I don't know what the answer is. Symbolic AI could be part of the answer, as you mention. I don't know enough about it to say.

Jon Reed said...

Great reply, you nailed it. I certainly don't have all the answers.

But to your line:

"I don't know what the answer is. Symbolic AI could be part of the answer, as you mention. I don't know enough about it to say."

here's my current stance:

1. We need a clear-eyed view of the pros and cons of the existing abilities and limitations of generative AI, not the hype and drama filled view the bulk of tech media is unfortunately helping to cultivate. This will help us narrow down the use cases and not be fooled into thinking things like consumer search are a good use case (even Microsoft has backed off this considerably in just a week, I covered this in my latest hits and misses column on diginomica, for the week of Feb 20). Blogs like yours are very helpful in this effort.

2. I believe some playful curiosity is also in order, as well as use case exploration in and out of the enterprise, but only with the understanding that "having fun" and generating authoritative-sounding but flawed content isn't the same as a business model.

3. I believe that we need to pursue strains of AI that address the fundamental defect in Large Language Model/deep learning AI - which is the lack of understanding and context of what the model is spitting out. Symbolic AI is one option, but in general helping machines to "understand" relationship between objects is really important to overcoming these issues. I would just hope people understand this is not the only approach to AI that's possible. When we talk about the limitations of machines and bots we are referring to one particular strand of AI that has been turbo-boosted by huge data sets and processing power, but its limitations are going to get exposed also.





Unknown said...

Over the 25 some odd years I have known you, you continue to excel in your ability to understand, analyze and intelligently comment on the various aspects of enterprise applications. Thank you again for another great article, I have forwarded it to many of my colleagues. Keep up the good work. Best Regards Don Lindsey

Matthew King said...

Search engines have diminished the usefulness of people who have excellent text and object recognition. I smile when I see my local general practitioner consult doctor google on his PC.

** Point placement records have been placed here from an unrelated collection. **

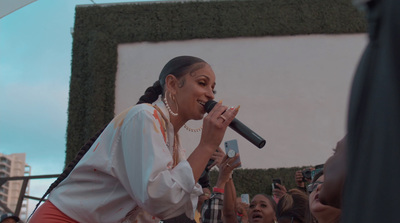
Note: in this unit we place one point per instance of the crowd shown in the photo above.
(134, 170)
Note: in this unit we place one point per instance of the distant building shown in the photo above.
(11, 166)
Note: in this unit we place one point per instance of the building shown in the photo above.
(11, 166)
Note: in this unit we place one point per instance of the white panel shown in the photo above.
(293, 90)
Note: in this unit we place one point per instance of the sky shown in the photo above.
(35, 69)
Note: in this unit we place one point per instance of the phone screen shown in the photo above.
(232, 145)
(245, 198)
(274, 181)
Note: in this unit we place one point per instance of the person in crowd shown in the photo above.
(242, 210)
(318, 212)
(279, 192)
(262, 209)
(211, 210)
(136, 170)
(302, 181)
(292, 207)
(373, 124)
(9, 218)
(335, 174)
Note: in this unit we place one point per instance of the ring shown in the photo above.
(223, 117)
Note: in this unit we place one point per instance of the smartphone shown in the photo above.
(231, 149)
(245, 198)
(274, 182)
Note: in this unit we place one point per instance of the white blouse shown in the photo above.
(129, 173)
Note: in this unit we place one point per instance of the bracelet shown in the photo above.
(218, 190)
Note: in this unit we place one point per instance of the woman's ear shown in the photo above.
(171, 83)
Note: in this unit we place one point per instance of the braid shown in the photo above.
(151, 93)
(70, 167)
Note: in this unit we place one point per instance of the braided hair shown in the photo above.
(177, 66)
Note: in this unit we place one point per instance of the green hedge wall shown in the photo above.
(100, 28)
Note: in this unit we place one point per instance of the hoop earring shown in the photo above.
(192, 130)
(168, 107)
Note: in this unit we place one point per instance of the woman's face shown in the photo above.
(193, 91)
(317, 209)
(261, 210)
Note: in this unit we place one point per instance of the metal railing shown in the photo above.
(22, 194)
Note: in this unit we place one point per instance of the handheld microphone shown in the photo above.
(240, 128)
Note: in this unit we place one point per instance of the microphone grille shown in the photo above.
(209, 105)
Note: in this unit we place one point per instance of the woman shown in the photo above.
(318, 212)
(136, 170)
(262, 209)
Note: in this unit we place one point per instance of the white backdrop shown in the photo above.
(293, 90)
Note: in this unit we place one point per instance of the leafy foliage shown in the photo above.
(100, 28)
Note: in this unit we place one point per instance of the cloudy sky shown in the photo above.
(35, 59)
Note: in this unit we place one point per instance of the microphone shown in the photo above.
(240, 128)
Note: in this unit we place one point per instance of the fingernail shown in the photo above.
(238, 107)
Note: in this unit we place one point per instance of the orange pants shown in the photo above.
(47, 212)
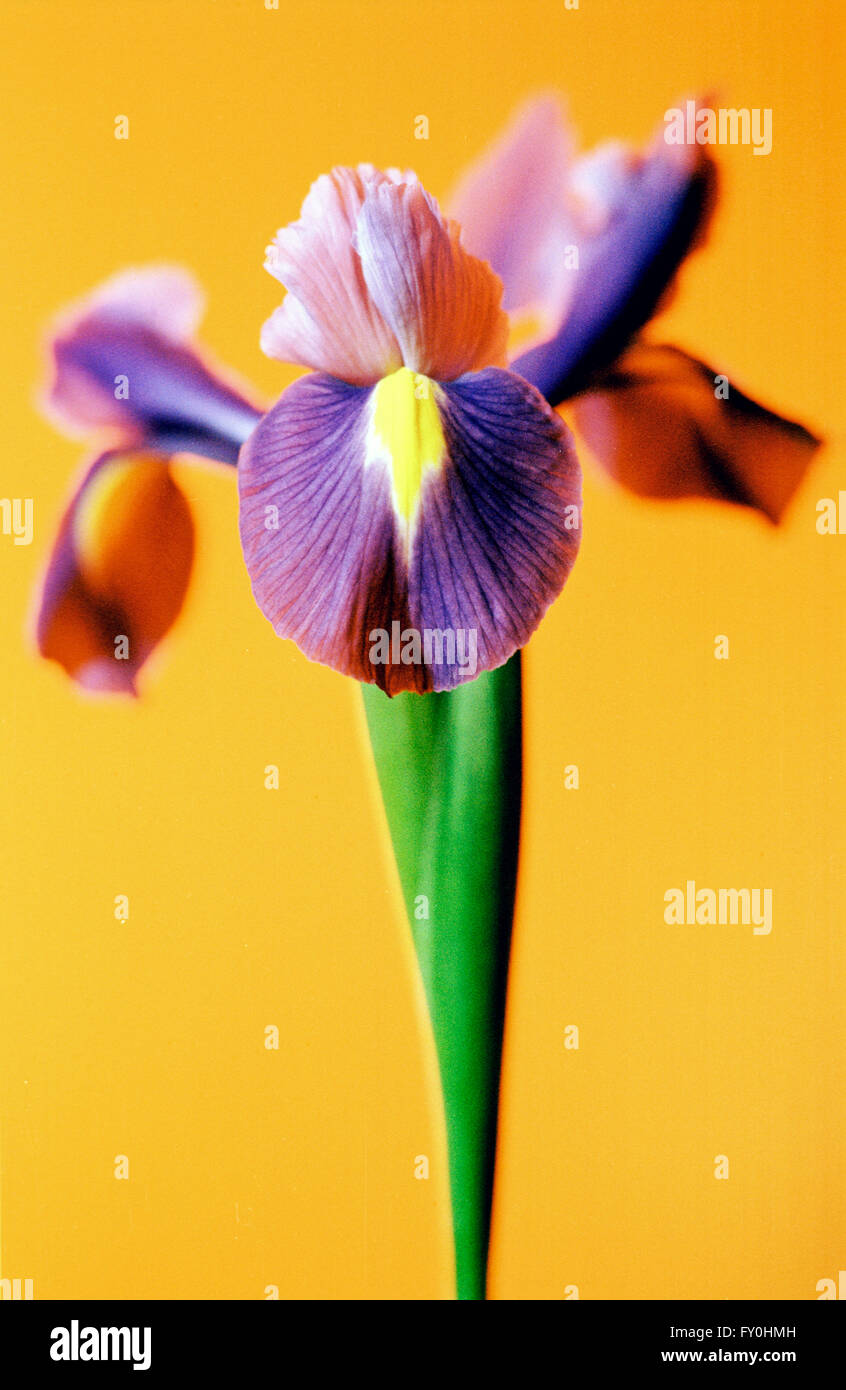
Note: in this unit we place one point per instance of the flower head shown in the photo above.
(410, 480)
(588, 248)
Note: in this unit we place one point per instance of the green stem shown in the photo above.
(450, 774)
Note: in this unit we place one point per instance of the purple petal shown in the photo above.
(625, 270)
(484, 551)
(118, 571)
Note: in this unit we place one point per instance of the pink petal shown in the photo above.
(328, 319)
(442, 303)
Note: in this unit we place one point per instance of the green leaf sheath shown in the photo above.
(450, 770)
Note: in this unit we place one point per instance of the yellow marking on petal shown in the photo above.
(407, 424)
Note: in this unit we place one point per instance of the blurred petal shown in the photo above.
(442, 303)
(431, 508)
(328, 319)
(627, 268)
(120, 363)
(511, 209)
(657, 424)
(118, 571)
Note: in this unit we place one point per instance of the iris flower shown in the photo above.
(411, 484)
(588, 252)
(418, 478)
(128, 381)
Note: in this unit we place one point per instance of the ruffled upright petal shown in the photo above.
(120, 362)
(377, 521)
(328, 319)
(118, 571)
(511, 210)
(442, 303)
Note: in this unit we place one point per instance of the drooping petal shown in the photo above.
(511, 210)
(120, 362)
(118, 571)
(442, 303)
(627, 268)
(328, 319)
(372, 517)
(666, 426)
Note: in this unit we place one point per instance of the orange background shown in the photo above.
(252, 906)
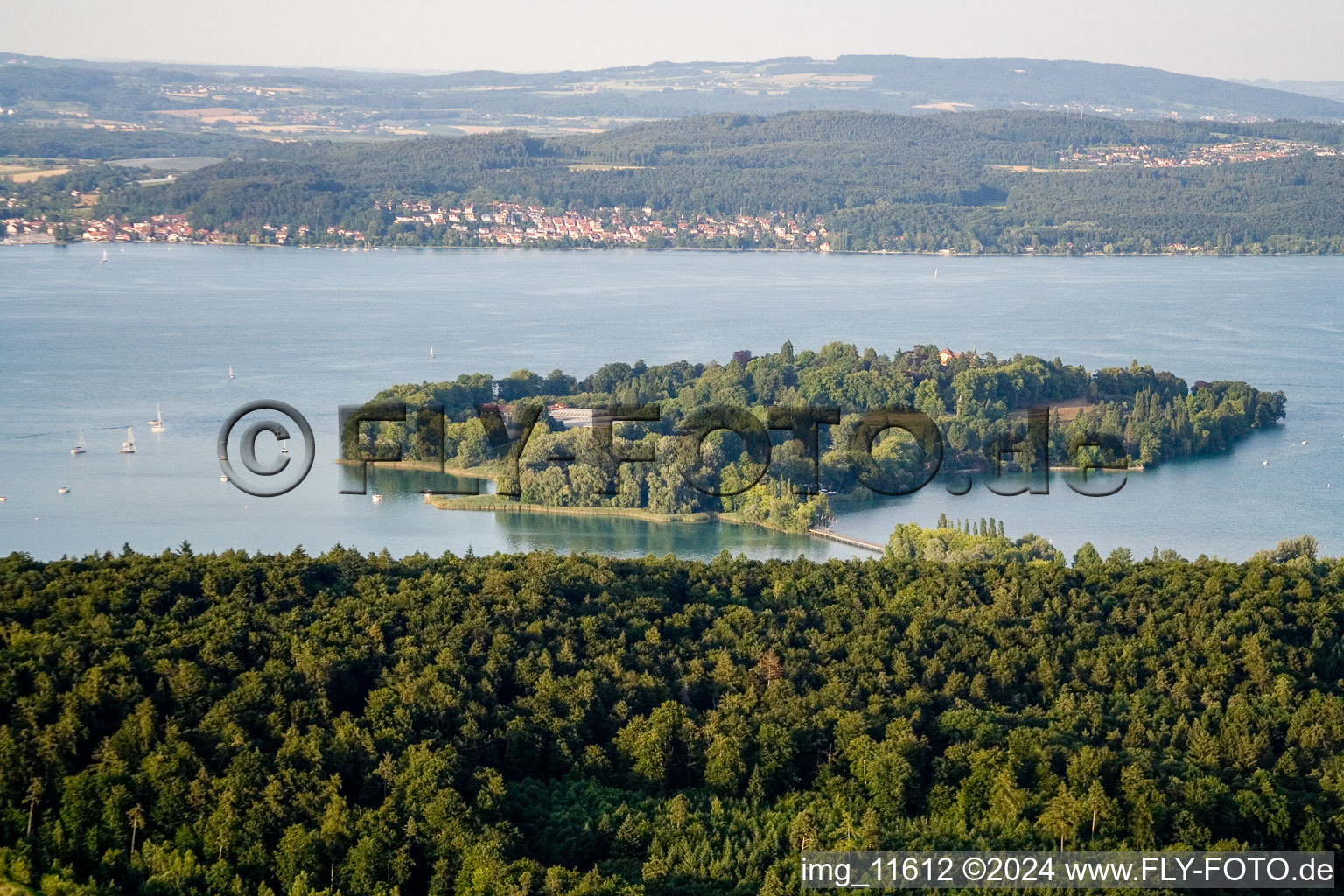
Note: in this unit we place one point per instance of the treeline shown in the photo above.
(882, 183)
(978, 403)
(584, 725)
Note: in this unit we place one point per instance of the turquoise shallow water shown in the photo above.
(95, 346)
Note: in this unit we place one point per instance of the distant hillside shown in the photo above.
(1326, 89)
(305, 102)
(984, 182)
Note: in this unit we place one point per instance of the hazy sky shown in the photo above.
(1300, 39)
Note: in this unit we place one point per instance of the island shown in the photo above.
(782, 439)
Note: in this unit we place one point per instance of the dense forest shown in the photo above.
(875, 182)
(976, 407)
(586, 725)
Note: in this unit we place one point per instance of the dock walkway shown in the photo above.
(845, 539)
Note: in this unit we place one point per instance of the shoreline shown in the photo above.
(360, 248)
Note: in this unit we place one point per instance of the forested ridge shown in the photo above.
(877, 182)
(544, 724)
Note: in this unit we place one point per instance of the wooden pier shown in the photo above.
(845, 539)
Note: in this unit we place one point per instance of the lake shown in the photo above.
(94, 346)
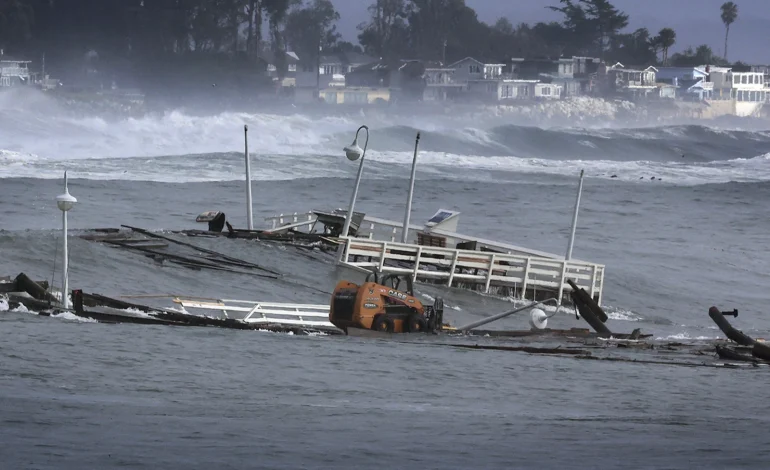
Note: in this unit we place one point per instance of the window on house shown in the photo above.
(356, 97)
(330, 97)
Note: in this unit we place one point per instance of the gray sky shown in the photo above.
(695, 21)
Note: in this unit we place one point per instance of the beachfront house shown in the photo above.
(689, 83)
(440, 83)
(13, 72)
(471, 69)
(741, 93)
(356, 95)
(556, 71)
(630, 83)
(288, 61)
(507, 89)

ChatGPT takes that concept further. The search result is essentially replaced by a summary of findings, which the reviewer needs to verify for accuracy against trusted sources, adding in footnotes (references) along the way. It’s a lazy person’s way to write a literature review, which suits me just fine. But I don’t see how this is going to set the world on fire when there are already thousands of quality documents already written, that are easily discoverable via search engines. And like you say, ChatGPT output and input will begin to feed on itself, making original content harder and harder to find for verification purposes.

What we need is more original content, generated by things that can think for themselves all of the time. Things that can think of something new rather than synthesising a multitude of content about things already known.